"Overall, we are planning to acquire and modernize about 2,000 aircraft and helicopters by 2020...including more than 1,500 new aircraft and about 400 modernized," Lt. Gen. Igor Sadofyev told reporters in Moscow.
According to the general, in 2011 the Air Force plans to adopt Su-27SM, Su-30M2 and Su-35S multirole fighters, Su-34 fighter-bombers and Yak-130 combat trainers as well as Ka-52 and Mi-28N attack helicopters, Mi-8 armed assault helicopters, Ka-226 and Ansat-U light multipurpose helicopters.
"The priority for the strategic aviation is the modernization of 80 percent of existing Tu-160, Tu-95MS, Tu-22M3 bombers and Il-78M aerial tankers...and the extension of their service life," Sadofyev said.
He also said that the share of high-precision weaponry in the Russian Air Force arsenal would increase by 18 times, including the unmanned aerial vehicles (UAV) - by six times.

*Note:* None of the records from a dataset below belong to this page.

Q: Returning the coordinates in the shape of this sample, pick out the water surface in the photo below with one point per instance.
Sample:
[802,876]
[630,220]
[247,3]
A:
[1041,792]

"In addition to a thorough upgrade of the aircraft fleet, the measures planned until 2020 will allow us to increase the share of high-precision weaponry to 70 percent of the total, or by 18 times," the general said.
Sadofyev added that the number of all-weather aircraft, capable of carrying out day and night missions would increase almost five-fold, and the share of UAVs would constitute about 30 percent of the total by 2020.
However, Douglas Barrie, senior fellow for military aerospace at the London-based International Institute for Strategic Studies told RIA Novosti that Russia's ability to fund and manufacture 1,500 military aircraft over the next decade is "questionable."
"The defense aerospace industry suffered from a decade plus of serious under-investment following the collapse of the Soviet Union, and only in the past few years has there been any appreciable improvement in the flow of cash," Barrie said.
"With regard to increasing the percentage of precision guided-weapons in the Air Force inventory, Russia's Tactical Missile Systems (TRV) has been designing and developing a range of 'precision' munitions, including the Kh-38 family of air-to-surface missiles, since at least the early 1990s," Barrie continued.
He said these projects had been hampered by the lack of adequate state funding until recently. He noted, however, that funding has been "noticeably improved," which will likely increase the pace of development on the Kh-38, as well as other weapons projects.